A su vez, vivía en las serranías un semidiós, era Wari, quien se ponía celoso por ese cariño que recibía Pachacamaj. Intentó seducir a los Urus para lograr revertir ese respeto, pero ellos eran muy apegados a sus principios.

Ante la negativa, Wari decidió castigar al pueblo, enviando cuatro enormes plagas. Del Sur apareció una víbora, del Norte un sapo, del Este un lagarto y de varios puntos cardinales ejércitos de hormigas que acechaban a los Urus, quienes sin olvidarse de la fe que tenían a Pachacamaj, pidieron protección.

Cuando todo parecía perdido, apareció del firmamento una hermosa doncella, quien agarrada de un sable partió a la víbora en tres convirtiéndose aquella, rápidamente, en roca.

De la misma manera procedió con el Sapo, quien se quedó petrificado en la zona Norte. Las hormigas fueron convertidas en arena, formando extensos arenales en varias zonas aledañas al pueblo Uru. Finalmente, al lagarto le clavó el sable en el corazón dejándolo moribundo para luego convertirlo en piedra.
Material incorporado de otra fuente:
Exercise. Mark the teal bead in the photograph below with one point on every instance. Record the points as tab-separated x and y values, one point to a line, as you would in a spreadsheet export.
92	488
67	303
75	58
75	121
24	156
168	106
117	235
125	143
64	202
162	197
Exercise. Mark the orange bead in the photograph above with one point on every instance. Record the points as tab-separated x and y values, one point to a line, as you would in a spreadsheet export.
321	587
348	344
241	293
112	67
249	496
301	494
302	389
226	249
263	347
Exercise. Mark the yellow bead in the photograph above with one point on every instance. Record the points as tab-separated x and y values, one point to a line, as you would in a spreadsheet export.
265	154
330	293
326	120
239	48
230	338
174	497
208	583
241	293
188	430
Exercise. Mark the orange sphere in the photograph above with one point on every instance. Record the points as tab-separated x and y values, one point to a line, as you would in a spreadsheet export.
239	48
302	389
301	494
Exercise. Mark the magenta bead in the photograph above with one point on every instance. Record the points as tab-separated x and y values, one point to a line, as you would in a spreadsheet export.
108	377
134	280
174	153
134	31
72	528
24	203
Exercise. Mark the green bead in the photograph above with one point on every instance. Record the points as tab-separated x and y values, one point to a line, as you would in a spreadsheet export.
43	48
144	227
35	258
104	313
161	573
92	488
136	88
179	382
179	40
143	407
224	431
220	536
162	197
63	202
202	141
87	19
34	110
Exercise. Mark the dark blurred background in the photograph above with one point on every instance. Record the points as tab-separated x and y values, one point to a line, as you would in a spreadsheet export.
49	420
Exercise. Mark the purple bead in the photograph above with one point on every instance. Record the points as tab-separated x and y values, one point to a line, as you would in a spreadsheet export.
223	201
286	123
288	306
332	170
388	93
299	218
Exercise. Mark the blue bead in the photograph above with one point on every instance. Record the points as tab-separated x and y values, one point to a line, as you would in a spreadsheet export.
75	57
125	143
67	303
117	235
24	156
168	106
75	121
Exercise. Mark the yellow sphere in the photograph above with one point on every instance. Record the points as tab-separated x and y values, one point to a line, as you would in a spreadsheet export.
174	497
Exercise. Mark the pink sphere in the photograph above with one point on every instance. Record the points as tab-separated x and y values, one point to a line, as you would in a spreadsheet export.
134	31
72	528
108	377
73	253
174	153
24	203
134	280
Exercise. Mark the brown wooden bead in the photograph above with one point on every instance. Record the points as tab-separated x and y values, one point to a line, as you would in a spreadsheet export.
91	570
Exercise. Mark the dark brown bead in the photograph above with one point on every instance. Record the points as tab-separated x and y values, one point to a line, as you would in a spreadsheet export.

Cada tarde, cuando el sol se despide por el Oeste, se aprecia en la zona de Cala-Cala, la forma de un lagarto que, con los últimos rayos de sol, tiñen un pequeño riachuelo, como si aún a esa plaga le brotaría sangre del cuerpo.

Wari vencido y lamentando su desdicha huyó al interior de las serranías, convirtiéndose en el “tiw” de la mina.

Los Urus en agradecimiento a esa hermosa doncella que los salvó, decidieron vestirse de diablos, satirizando al opresor y bailar en devoción a quien a futuro sería conocida como la Virgen del Socavón.

Esa representación de la invasión de las cuatro plagas está latente y representada a los pies de la escultura de la Santísima Virgen del Socavón, quien desde las alturas bendice a su pueblo día y noche.